- Data Presented at the 44th American Society for Clinical Oncology (ASCO)
Annual Meeting -
IRVINE, Calif., June 2 /PRNewswire-FirstCall/ -- IDM Pharma, Inc.
(Nasdaq: IDMI) today announced the presentation of an analysis from the
Phase 3 mifamurtide (L-MTP-PE) clinical trial (INT-0133). The results
suggest that the addition of L-MTP-PE to chemotherapy improved overall
survival with a 25% reduction in the risk of death in newly diagnosed
patients with metastatic osteosarcoma, a rare and often fatal bone tumor
that typically affects children and young adults.
"These data in a difficult-to-treat metastatic patient population are
encouraging, especially given the limited treatment options available,"
said Timothy P. Walbert, president and chief executive officer, IDM Pharma.
"We continue to believe the data from non-metastatic patients in the
L-MTP-PE Phase 3 study warrants regulatory approval in Europe and the
United States and are optimistic that the overall survival benefit seen
with L-MTP-PE will be the clinical evidence needed to support bringing this
important treatment to market."
The Phase 3 L-MTP-PE trial (INT-0133) is National Cancer Institute
(NCI) funded cooperative group study conducted by the Children's Oncology
Group (COG) and is the largest study completed in osteosarcoma, enrolling
approximately 800 patients. The multicenter, open label, randomized,
factorial, four parallel treatment group Phase 3 study was designed to
evaluate patient outcomes with the addition of L-MTP-PE to adjuvant three-
or four-drug chemotherapy (cisplatin, doxorubicin, and methotrexate with or
without ifosfamide).
The analysis evaluated 91 newly diagnosed patients with metastatic
osteosarcoma who were treated with one of the chemotherapy regimens with or
without L-MTP-PE. At five-years the overall survival (OS) for patients who
received L-MTP-PE (n=46) was 53% versus 40% for those who did not receive
L-MTP-PE (n=45). Event-free survival (EFS) at five years for patients who
received L-MTP-PE was 42% versus 26% for those patients who did not receive
L-MTP-PE. While these results showed improvement, the subset was not
powered to show statistical significance due to the small sample size.

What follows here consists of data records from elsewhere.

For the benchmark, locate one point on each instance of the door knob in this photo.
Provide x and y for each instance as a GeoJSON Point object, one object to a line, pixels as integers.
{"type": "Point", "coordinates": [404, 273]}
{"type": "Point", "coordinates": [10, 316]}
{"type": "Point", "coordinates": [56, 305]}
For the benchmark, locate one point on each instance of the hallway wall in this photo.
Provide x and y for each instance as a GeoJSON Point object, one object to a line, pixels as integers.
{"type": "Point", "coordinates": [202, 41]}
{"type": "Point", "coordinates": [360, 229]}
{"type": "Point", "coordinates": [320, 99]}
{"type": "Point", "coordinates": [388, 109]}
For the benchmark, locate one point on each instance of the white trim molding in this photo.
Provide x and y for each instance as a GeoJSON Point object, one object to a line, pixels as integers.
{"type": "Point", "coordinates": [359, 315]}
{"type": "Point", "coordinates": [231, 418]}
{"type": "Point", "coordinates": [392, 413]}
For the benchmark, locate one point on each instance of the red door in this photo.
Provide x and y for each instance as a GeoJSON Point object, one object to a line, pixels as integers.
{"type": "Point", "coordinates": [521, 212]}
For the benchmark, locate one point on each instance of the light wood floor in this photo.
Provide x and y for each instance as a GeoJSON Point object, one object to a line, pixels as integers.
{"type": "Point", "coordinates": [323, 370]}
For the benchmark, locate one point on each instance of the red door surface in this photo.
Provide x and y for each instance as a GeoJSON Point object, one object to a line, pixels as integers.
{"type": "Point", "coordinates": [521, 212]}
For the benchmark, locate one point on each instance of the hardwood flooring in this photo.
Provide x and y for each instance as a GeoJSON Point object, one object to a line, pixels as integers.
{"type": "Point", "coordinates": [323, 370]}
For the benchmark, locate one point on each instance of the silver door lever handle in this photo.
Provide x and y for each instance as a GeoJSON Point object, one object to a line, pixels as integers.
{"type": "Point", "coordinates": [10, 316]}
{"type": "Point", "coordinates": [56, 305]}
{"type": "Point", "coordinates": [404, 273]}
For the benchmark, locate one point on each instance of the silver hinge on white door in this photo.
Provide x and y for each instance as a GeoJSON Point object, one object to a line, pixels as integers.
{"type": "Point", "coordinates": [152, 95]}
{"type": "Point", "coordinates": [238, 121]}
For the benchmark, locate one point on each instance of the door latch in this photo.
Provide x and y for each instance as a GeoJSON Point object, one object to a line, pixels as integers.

Update on L-MTP-PE Regulatory Status
In January 2008 the Company announced that following presentation of
data at an oral explanation hearing before the Committee for Medicinal
Products for Human Use (CHMP) of the European Medicines Agency, the CHMP
determined in a non-binding opinion that L-MTP-PE suggested a possible
clinical benefit in terms of survival and granted the Company a clock stop,
or time extension. The clock stop allows the Company additional time to
respond to all the remaining questions regarding the marketing
authorization application for L-MTP-PE (MAA). The CHMP has requested
clarification of the existing data in order to gain assurance about the
quality of the data before drawing any final conclusions from the data
presented. In addition, the Company is required to address a number of
remaining questions relating to chemistry, manufacturing and controls (CMC)

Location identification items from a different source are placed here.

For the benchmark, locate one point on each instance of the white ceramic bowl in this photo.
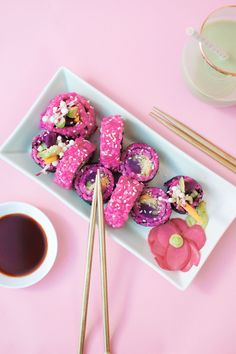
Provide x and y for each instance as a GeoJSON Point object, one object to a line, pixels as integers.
{"type": "Point", "coordinates": [220, 195]}
{"type": "Point", "coordinates": [44, 268]}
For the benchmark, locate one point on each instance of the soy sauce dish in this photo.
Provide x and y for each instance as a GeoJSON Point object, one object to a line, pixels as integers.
{"type": "Point", "coordinates": [28, 245]}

and the Company expects to provide responses and data regarding these
issues to the CHMP in advance of its meeting scheduled for June 23-26,
although the CHMP may have additional questions or require additional
information regarding these issues. In April, the European regulatory
authorities conducted an inspection of the Children's Oncology Group (COG)
to assess the quality of the overall survival data from the 2006
confirmatory database included in the Company's applications for regulatory
approval, and to review Good Clinical Practices compliance of COG in terms
of patient randomization and stratification, overall survival data
collection, and study monitoring. The Company supported the COG in this
effort.
The Company expects to receive a final opinion from the CHMP in the
third quarter and a final decision from the European Commission in the
fourth quarter of 2008.
As previously announced, in the United States the Company continues to
work with the COG as well as external experts and advisors to gather
patient follow up data from the Phase 3 clinical trial of L-MTP-PE and to
respond to other questions in the non-approvable letter the Company
received from the U.S. Food and Drug Administration (FDA). The Company
expects to submit the amended New Drug Application (NDA) in the fourth
quarter of 2008.
L-MTP-PE was granted orphan drug status in the United States in 2001
and in Europe in 2004. In Europe, the MAA was filed in November 2006 and in
the U.S., the NDA was submitted to FDA in October 2006 and was accepted for
review in December 2006.
About Osteosarcoma
Between two and three percent of all childhood cancers are
osteosarcoma. Because osteosarcoma usually develops from osteoblasts, it
most commonly affects children and young adults experiencing their
adolescent growth spurt. Boys and girls have a similar incidence rate until
later in their adolescence, when boys are more commonly affected. While
most tumors occur in larger bones, such as the femur, tibia, and humerus,
and in the area of the bone that has the fastest growth rate, they can
occur in any bone. The most common symptom is pain, but swelling and
limited movement can occur as the tumor grows.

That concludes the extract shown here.